The visceral savagery of some of the best satire has often been produced visually, from early social commentary by painters like Luis Cranach and Holbein, to Hogarth’s denunciation of poverty, Goya’s chilling reflections on war, Toulouse-Lautrec’s depictions of decadence, George Groz’s grotesque portraits of the Weimar Republic and Andy Warhol’s indictments of show-biz, advertising and consumerism.
The satirical cartoon itself has a long tradition, stretching back to ancient Egypt and taken to giddy heights and the hysterical depths of irreverence by such 18th century English cartoonists/lampoonists as James Gilray, Thomas Rowlandson and George Cruikshank.
Charlie Hebdo, like the English magazine Private Eye, is not an aberration, but rather an organ of liberation. In the context of the French secular state, Charlie has directed his satire at the Pope as well as the Prophet.

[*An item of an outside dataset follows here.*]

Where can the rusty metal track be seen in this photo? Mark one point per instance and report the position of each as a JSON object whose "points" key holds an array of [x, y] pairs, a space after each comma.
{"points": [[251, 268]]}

Charlie Hebdo specifically, and satire in general both challenge monolithic narratives and fixed positions.
By enabling comparison, understanding and insight, satire carries us closer to the truth than any blinkered didacticism can. And the truth is: how laughable we humans are.
To lose sight of this, to take ourselves and our different truths too seriously is to deny both our complexity and our human fallibility. We’re all right Charlies when we’re ready.